I thought about that. About the price of gifts, the cost of power. My own ability came with crashes that left me helpless—a few hours of superhuman capability paid for with days of recovery. But at least I could turn it off. Matt never got silence.
"My father used to say that everyone has a fight," Matt continued. "Some people find theirs early. Some never find it at all. But the ones who matter, the ones who make a difference—they're the ones who keep fighting even when it hurts."
"What's your fight?"
"This city." Simple. Absolute. "Everything in it. Everyone who lives here. I can't save them all. I know that. But I can try. And trying is better than giving up."
I nodded, even though he couldn't see it. "My fight's smaller. Hell's Kitchen specifically. The people Fisk wants to push out so he can build his empire on their bones."
"It's the same fight," Matt said. "Different angles, same enemy."

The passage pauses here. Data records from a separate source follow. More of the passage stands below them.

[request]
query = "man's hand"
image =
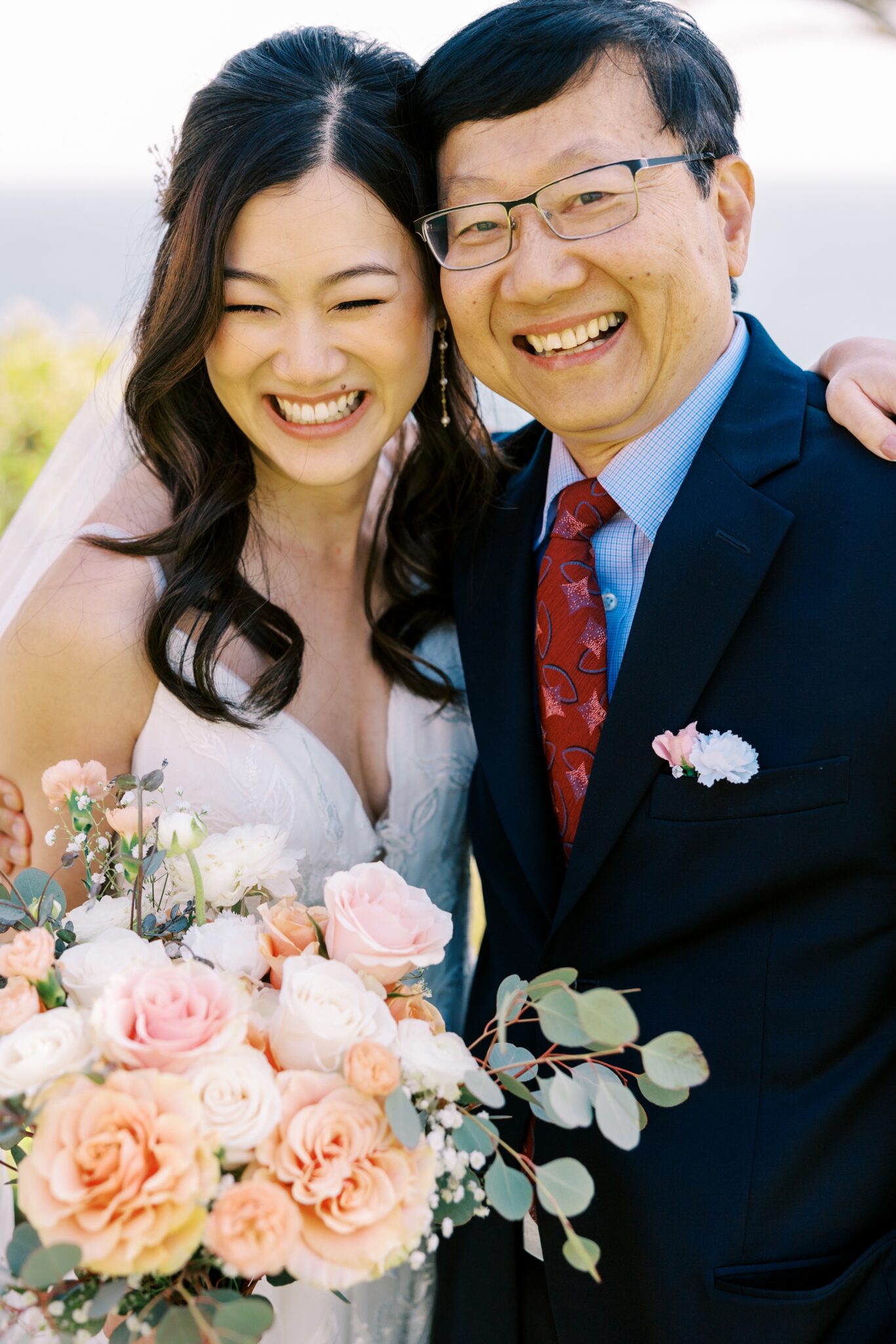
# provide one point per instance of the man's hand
(15, 832)
(861, 390)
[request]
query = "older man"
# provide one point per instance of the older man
(688, 537)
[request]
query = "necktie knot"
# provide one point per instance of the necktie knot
(582, 510)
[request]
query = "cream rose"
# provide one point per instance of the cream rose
(437, 1062)
(93, 918)
(230, 942)
(19, 1001)
(380, 925)
(170, 1017)
(241, 1101)
(138, 1172)
(83, 968)
(323, 1010)
(43, 1049)
(253, 1227)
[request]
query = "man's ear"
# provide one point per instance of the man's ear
(735, 200)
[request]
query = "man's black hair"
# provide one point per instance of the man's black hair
(524, 54)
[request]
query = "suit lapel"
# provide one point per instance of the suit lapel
(495, 600)
(710, 558)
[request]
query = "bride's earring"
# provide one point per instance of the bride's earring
(441, 328)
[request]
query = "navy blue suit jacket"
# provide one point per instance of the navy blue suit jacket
(761, 918)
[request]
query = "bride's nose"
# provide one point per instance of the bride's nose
(306, 355)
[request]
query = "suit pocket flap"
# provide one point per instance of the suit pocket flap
(792, 788)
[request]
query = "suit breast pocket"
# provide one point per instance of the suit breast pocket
(770, 793)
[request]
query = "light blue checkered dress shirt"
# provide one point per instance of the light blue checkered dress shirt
(644, 479)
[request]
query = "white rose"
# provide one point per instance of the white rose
(237, 862)
(323, 1010)
(241, 1100)
(230, 942)
(43, 1049)
(180, 831)
(93, 918)
(436, 1063)
(85, 967)
(723, 756)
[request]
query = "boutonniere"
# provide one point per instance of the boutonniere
(707, 756)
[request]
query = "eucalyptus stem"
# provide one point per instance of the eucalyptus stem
(199, 886)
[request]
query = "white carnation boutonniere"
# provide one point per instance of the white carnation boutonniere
(707, 756)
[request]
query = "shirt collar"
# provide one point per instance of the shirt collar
(645, 476)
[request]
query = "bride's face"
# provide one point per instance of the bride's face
(325, 338)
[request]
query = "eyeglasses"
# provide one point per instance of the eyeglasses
(586, 205)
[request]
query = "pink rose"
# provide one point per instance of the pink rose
(382, 927)
(69, 777)
(124, 820)
(676, 747)
(18, 1001)
(169, 1017)
(124, 1171)
(30, 955)
(253, 1227)
(363, 1198)
(288, 932)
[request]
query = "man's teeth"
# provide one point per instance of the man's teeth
(584, 337)
(319, 413)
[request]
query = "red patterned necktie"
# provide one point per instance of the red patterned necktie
(571, 651)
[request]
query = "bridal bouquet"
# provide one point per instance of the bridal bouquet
(206, 1082)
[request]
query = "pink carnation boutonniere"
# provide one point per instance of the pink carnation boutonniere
(707, 756)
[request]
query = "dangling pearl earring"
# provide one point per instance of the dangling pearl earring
(441, 328)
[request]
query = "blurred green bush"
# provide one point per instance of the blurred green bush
(45, 375)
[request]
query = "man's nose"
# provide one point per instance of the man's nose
(540, 265)
(306, 358)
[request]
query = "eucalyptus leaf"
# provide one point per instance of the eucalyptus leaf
(569, 1100)
(551, 980)
(508, 1191)
(617, 1112)
(607, 1018)
(661, 1096)
(245, 1320)
(559, 1018)
(675, 1060)
(582, 1254)
(566, 1183)
(49, 1265)
(178, 1326)
(403, 1117)
(512, 1059)
(484, 1087)
(476, 1135)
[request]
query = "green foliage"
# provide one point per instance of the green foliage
(45, 377)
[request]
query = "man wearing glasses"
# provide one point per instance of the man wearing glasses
(684, 536)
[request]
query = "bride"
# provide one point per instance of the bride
(262, 595)
(246, 569)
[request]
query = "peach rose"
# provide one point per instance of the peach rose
(124, 820)
(253, 1227)
(30, 955)
(418, 1009)
(365, 1199)
(68, 777)
(169, 1017)
(371, 1069)
(18, 1001)
(288, 932)
(382, 927)
(124, 1171)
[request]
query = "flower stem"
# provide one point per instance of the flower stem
(199, 886)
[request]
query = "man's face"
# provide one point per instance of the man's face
(662, 277)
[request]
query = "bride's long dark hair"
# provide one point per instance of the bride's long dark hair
(296, 101)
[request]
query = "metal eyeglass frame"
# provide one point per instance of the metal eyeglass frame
(633, 164)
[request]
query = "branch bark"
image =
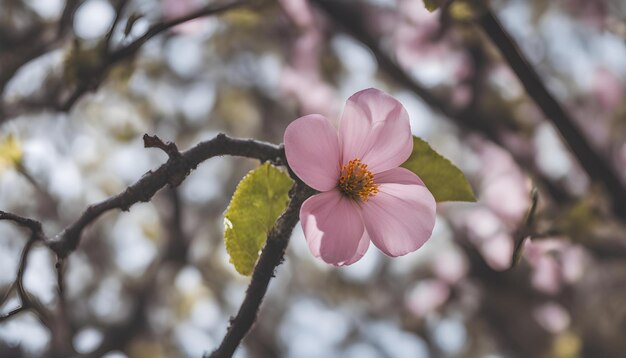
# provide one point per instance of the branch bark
(271, 256)
(172, 173)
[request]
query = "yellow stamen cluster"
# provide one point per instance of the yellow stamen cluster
(356, 181)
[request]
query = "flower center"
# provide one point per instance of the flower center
(356, 181)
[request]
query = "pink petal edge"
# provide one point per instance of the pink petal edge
(332, 227)
(400, 218)
(374, 127)
(312, 151)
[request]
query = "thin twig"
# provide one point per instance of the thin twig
(596, 166)
(271, 256)
(126, 52)
(119, 11)
(171, 173)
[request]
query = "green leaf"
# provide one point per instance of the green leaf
(442, 178)
(432, 5)
(258, 201)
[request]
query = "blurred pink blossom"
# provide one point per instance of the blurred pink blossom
(488, 234)
(365, 195)
(416, 46)
(426, 296)
(554, 263)
(504, 188)
(607, 89)
(450, 266)
(302, 79)
(553, 317)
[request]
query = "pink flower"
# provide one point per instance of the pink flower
(365, 195)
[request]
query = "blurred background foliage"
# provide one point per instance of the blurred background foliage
(156, 282)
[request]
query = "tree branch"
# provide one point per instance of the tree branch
(172, 173)
(116, 56)
(271, 257)
(596, 166)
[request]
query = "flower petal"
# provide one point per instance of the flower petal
(400, 218)
(364, 244)
(398, 176)
(312, 150)
(332, 226)
(374, 127)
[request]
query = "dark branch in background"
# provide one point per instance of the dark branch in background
(110, 56)
(115, 56)
(527, 229)
(172, 173)
(596, 166)
(36, 47)
(27, 302)
(271, 256)
(176, 169)
(351, 19)
(119, 11)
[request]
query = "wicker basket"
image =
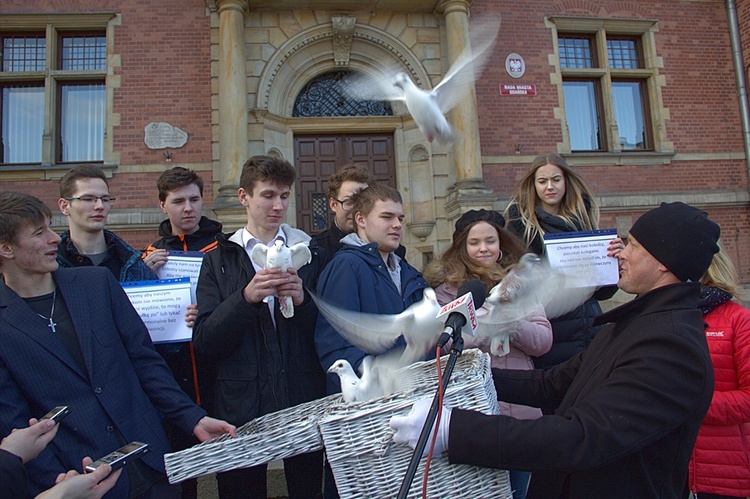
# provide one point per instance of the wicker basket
(274, 436)
(365, 461)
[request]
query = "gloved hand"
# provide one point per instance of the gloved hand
(409, 427)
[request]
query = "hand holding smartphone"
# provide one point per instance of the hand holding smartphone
(57, 414)
(120, 457)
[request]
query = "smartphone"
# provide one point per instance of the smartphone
(57, 414)
(120, 457)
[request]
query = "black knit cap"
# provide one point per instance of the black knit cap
(473, 216)
(681, 237)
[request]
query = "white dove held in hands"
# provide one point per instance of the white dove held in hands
(280, 256)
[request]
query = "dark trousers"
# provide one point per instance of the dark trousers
(304, 479)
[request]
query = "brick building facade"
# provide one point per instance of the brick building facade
(229, 74)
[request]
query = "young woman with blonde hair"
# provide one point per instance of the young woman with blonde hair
(719, 467)
(482, 249)
(552, 198)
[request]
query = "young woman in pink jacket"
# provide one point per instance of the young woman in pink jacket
(720, 465)
(482, 249)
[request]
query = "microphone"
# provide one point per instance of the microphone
(461, 312)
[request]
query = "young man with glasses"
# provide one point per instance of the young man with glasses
(341, 186)
(85, 201)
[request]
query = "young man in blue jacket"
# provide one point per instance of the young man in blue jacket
(85, 201)
(264, 361)
(366, 275)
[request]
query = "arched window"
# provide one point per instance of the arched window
(324, 95)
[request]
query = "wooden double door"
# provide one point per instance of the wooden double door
(317, 157)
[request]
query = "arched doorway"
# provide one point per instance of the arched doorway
(317, 156)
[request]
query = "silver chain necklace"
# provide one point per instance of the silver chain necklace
(52, 324)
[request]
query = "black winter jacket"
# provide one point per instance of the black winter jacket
(203, 239)
(573, 332)
(259, 368)
(627, 410)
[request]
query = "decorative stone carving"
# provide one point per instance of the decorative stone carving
(421, 229)
(161, 135)
(343, 30)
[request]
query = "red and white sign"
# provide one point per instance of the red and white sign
(465, 306)
(517, 89)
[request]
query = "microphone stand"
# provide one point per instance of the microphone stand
(456, 349)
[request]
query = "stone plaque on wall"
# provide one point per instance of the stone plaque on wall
(161, 135)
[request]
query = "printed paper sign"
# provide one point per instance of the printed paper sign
(183, 264)
(583, 254)
(162, 306)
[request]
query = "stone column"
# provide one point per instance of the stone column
(233, 110)
(469, 191)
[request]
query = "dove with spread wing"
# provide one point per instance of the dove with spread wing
(532, 282)
(377, 334)
(428, 107)
(281, 256)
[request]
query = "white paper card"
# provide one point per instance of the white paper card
(183, 264)
(583, 254)
(162, 306)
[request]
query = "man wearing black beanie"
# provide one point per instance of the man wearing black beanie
(627, 410)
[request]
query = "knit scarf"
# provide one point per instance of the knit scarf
(552, 224)
(712, 297)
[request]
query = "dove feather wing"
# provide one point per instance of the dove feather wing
(372, 333)
(375, 85)
(259, 254)
(300, 255)
(530, 283)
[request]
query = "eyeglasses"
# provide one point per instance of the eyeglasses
(347, 204)
(93, 199)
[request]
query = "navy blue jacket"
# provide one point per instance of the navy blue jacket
(128, 386)
(357, 279)
(122, 260)
(260, 368)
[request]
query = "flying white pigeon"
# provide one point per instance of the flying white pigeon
(281, 256)
(428, 108)
(530, 283)
(377, 334)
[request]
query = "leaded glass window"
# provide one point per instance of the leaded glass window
(325, 95)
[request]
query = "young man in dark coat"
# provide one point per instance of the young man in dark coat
(342, 185)
(85, 201)
(264, 361)
(185, 229)
(71, 337)
(627, 410)
(366, 275)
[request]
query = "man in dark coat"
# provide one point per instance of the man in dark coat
(263, 360)
(85, 201)
(627, 410)
(342, 185)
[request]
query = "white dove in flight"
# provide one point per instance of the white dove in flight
(281, 256)
(376, 334)
(426, 107)
(530, 283)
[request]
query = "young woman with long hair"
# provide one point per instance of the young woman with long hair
(482, 249)
(553, 198)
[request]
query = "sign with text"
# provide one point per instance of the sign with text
(517, 89)
(583, 254)
(162, 306)
(183, 264)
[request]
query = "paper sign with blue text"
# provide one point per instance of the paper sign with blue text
(162, 306)
(583, 254)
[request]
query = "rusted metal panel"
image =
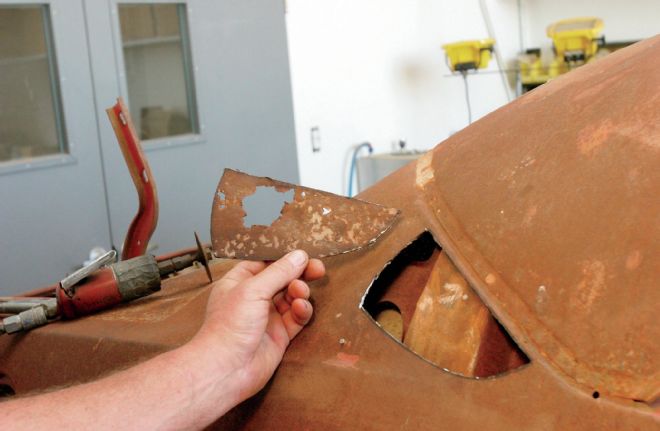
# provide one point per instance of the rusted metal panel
(318, 222)
(578, 217)
(562, 222)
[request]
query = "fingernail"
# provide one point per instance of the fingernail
(297, 257)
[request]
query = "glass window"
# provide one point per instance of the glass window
(31, 122)
(158, 69)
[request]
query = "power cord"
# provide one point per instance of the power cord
(353, 164)
(467, 96)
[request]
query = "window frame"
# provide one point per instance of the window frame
(68, 153)
(190, 74)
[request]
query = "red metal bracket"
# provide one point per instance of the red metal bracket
(146, 219)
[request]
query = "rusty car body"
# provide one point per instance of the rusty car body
(523, 266)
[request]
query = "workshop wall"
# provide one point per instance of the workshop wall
(55, 210)
(374, 70)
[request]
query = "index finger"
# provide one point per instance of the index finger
(277, 276)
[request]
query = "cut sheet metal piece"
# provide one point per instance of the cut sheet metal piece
(321, 223)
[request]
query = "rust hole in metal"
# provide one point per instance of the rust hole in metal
(388, 316)
(265, 206)
(318, 222)
(442, 318)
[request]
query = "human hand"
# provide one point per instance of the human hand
(253, 313)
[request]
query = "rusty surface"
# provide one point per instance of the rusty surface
(318, 222)
(557, 190)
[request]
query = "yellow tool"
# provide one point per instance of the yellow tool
(576, 39)
(469, 54)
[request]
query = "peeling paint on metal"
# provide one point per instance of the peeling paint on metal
(318, 222)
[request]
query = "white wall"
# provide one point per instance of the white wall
(373, 70)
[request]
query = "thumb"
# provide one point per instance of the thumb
(278, 275)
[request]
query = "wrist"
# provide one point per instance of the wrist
(214, 386)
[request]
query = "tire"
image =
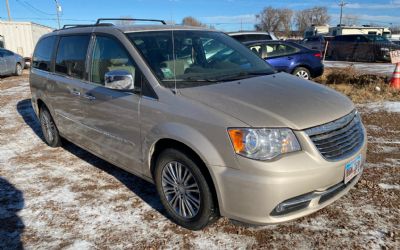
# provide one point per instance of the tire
(49, 128)
(18, 69)
(302, 72)
(178, 200)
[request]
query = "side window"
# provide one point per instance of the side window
(275, 50)
(8, 53)
(42, 56)
(109, 54)
(71, 55)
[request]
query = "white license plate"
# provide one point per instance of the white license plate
(352, 169)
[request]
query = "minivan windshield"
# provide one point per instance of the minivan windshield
(196, 58)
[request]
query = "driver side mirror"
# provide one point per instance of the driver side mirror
(119, 80)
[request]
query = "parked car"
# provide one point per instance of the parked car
(369, 48)
(289, 57)
(11, 63)
(316, 42)
(252, 36)
(218, 135)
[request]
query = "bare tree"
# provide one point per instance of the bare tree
(272, 19)
(316, 15)
(191, 21)
(350, 19)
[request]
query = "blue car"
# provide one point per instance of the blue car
(289, 57)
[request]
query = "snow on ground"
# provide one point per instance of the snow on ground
(68, 198)
(368, 68)
(391, 107)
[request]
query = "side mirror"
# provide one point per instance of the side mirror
(119, 79)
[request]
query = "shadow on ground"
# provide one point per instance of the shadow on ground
(11, 225)
(143, 189)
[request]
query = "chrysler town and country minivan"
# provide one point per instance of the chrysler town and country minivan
(218, 131)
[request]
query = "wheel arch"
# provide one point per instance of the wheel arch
(166, 143)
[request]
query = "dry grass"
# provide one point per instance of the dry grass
(360, 88)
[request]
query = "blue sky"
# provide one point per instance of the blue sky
(223, 14)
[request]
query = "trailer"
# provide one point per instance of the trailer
(21, 37)
(359, 30)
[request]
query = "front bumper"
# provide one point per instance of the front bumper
(252, 193)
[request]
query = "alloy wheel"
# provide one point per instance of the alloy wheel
(181, 190)
(303, 74)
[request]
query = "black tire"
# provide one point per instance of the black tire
(206, 212)
(302, 72)
(18, 69)
(49, 128)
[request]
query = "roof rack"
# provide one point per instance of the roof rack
(129, 19)
(69, 26)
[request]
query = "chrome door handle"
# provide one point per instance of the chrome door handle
(75, 93)
(89, 97)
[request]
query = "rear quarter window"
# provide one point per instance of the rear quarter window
(42, 56)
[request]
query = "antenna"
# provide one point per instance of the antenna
(341, 4)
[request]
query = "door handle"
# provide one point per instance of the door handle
(89, 97)
(75, 92)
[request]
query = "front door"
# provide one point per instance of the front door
(112, 116)
(3, 66)
(65, 86)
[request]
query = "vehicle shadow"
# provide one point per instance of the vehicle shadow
(11, 225)
(143, 189)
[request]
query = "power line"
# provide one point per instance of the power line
(38, 10)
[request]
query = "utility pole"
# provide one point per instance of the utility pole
(8, 11)
(58, 10)
(341, 4)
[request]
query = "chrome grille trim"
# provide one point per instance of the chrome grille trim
(338, 139)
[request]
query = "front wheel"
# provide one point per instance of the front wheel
(49, 129)
(302, 73)
(18, 69)
(184, 191)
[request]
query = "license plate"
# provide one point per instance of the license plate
(352, 169)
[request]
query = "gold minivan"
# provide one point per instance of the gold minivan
(214, 127)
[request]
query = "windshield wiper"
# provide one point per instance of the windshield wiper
(243, 75)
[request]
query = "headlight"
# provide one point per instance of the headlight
(263, 144)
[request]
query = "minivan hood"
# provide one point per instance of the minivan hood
(278, 100)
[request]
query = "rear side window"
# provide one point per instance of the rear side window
(277, 49)
(71, 55)
(42, 56)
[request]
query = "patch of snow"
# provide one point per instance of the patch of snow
(389, 186)
(391, 107)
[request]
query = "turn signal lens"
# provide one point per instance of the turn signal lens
(263, 143)
(237, 139)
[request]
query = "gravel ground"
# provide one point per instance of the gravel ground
(67, 198)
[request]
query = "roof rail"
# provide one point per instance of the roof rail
(129, 19)
(70, 26)
(66, 26)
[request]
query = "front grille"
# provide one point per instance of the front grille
(338, 139)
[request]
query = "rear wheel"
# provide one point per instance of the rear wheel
(18, 69)
(184, 191)
(302, 73)
(49, 129)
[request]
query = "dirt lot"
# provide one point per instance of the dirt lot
(68, 198)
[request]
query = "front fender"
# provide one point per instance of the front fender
(185, 134)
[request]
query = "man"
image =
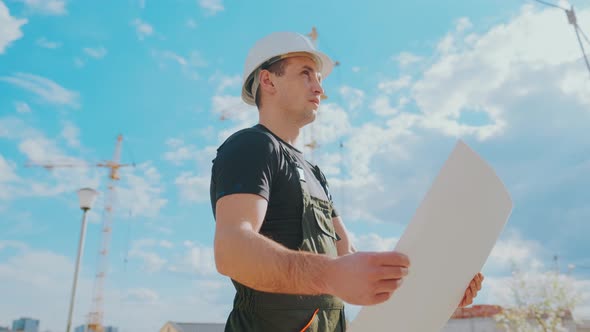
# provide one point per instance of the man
(278, 236)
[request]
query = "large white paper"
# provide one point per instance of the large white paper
(448, 242)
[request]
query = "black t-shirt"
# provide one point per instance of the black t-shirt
(250, 161)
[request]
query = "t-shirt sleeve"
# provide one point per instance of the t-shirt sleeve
(244, 164)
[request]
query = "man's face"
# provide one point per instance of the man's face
(299, 89)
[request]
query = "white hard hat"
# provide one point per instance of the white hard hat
(279, 44)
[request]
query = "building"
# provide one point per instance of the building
(25, 324)
(192, 327)
(82, 328)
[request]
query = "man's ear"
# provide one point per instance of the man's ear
(266, 81)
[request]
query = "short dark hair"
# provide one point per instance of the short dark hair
(274, 66)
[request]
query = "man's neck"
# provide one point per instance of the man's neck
(280, 126)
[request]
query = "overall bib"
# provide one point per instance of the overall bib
(258, 311)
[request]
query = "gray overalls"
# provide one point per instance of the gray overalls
(271, 312)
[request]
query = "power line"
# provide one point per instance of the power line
(583, 34)
(583, 51)
(571, 17)
(550, 4)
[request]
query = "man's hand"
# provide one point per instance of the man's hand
(471, 291)
(366, 278)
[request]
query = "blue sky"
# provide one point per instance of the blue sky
(508, 78)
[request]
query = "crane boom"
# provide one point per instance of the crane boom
(96, 316)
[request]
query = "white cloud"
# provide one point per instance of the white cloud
(405, 59)
(372, 242)
(9, 28)
(189, 65)
(142, 295)
(381, 106)
(331, 125)
(22, 107)
(197, 260)
(224, 82)
(505, 62)
(193, 188)
(513, 252)
(212, 7)
(71, 134)
(166, 244)
(143, 29)
(392, 86)
(39, 284)
(47, 7)
(234, 110)
(97, 53)
(43, 42)
(48, 90)
(180, 152)
(79, 63)
(191, 24)
(152, 262)
(8, 180)
(353, 97)
(140, 191)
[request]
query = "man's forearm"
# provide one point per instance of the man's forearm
(260, 263)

Below us, a police siren wailed in the distance. Matt's head turned toward it, tracking, assessing. His body tensed slightly—ready to move if needed.
"Go," I said. "If someone needs help."
"It's three blocks east. Sounds like a car accident, not a crime." His shoulders relaxed marginally. "Nothing I can do that the first responders can't handle."
But he kept listening. Always listening.
We descended the fire escape separately. At the bottom, Matt paused, hand on the ladder.
"Roy." His voice was barely above a whisper. "Thank you. For not saying anything. For understanding."
"Thank you for trusting me enough to confirm it."
A ghost of a smile crossed his face. Then he was gone, disappearing into the shadows like he'd been born to them.
I walked home alone, thinking about fights and the people who kept fighting them. Thinking about a blind lawyer who saw more than anyone, and a masked vigilante who heard everything and couldn't stop listening.
Saturday. Training. Another step forward.
We were going to need every advantage we could get.